The 288th Guards Artillery Brigade (288-я гвардейская артиллерийская бригада) (MUN 30683) is a tactical formation of the Ground Forces of the Russian Armed Forces. The brigade is stationed in the village of Mulino in the Nizhny Novgorod Oblast. The formation is part of the 1st Guards Tank Army.

==History==
During the Great Patriotic War, the formation was designated as the 10th Cannon Artillery Brigade. It was formed on 11 December 1942, 8 kilometers northwest of Kaluga. It took part in the Operation Kutuzov as part of the 11th Guards Army north of Oryol in 1943. Later, it participated in the defeat of the Wehrmacht in Operation Bagration on the territory of the BSSR. The cities of Kalinkovichi and Mozyr were liberated. For the liberation of Warsaw during the Warsaw-Poznan Offensive Operation, the honorary title "Warsaw" was awarded. In 1945, as part of the 1st Belorussian Front, the 10th Cannon Artillery Brigade participated in the Brandenburg-Rathen Operation. The cities of Brandenburg an der Havel, Potsdam and Berlin were captured.

During the war, the total number of people awarded orders and medals was 6,031. The commander of the 152-mm gun-howitzer battery of the 486th Cannon Artillery Regiment of the 10th Cannon Artillery Brigade, Senior Lieutenant Konstantin Molonenkov, and the commander of the 207th Cannon Artillery Regiment Vladimir Morozov became Heroes of the Soviet Union.

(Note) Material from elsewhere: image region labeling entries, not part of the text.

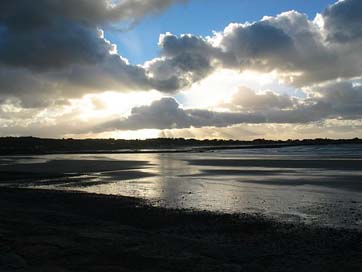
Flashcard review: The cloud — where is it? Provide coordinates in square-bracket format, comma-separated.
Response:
[323, 0, 362, 43]
[95, 79, 362, 131]
[0, 0, 185, 107]
[220, 86, 296, 111]
[147, 0, 362, 87]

During the Cold War, as the 288th Heavy Howitzer Artillery Brigade, it was stationed in Chemnitz, East Germany (288th Heavy Howitzer Brigade, military unit 50618) as part of the 34th Guards Artillery Division of the Group of Soviet Forces in Germany. Until the summer of 1988, the brigade's main armament was the 152 mm howitzer 2A65 Msta-B. In 1988, the brigade was re-equipped with 152 mm 2A65 Msta-B towed howitzers. By the time of its withdrawal from East Germany to Russia, the brigade consisted of three artillery battalions, three batteries and a command platoon in each battalion, as well as a command battery, an artillery reconnaissance battery, a logistics company, a repair company, a chemical and radiation reconnaissance platoon, and an engineer platoon. At the time of its withdrawal from Germany, the brigade consisted of 72 units. 152 mm howitzer 2A65 Msta-B, 4 PRP-3, 12 1V18, 4 1V19, 1 R-145BM.

On 19 February 2024, the brigade was awarded the "Guards" honorary title for mass heroism and bravery, fortitude and courage demonstrated by the brigade personnel in combat operations to defend the Fatherland and state interests in armed conflicts.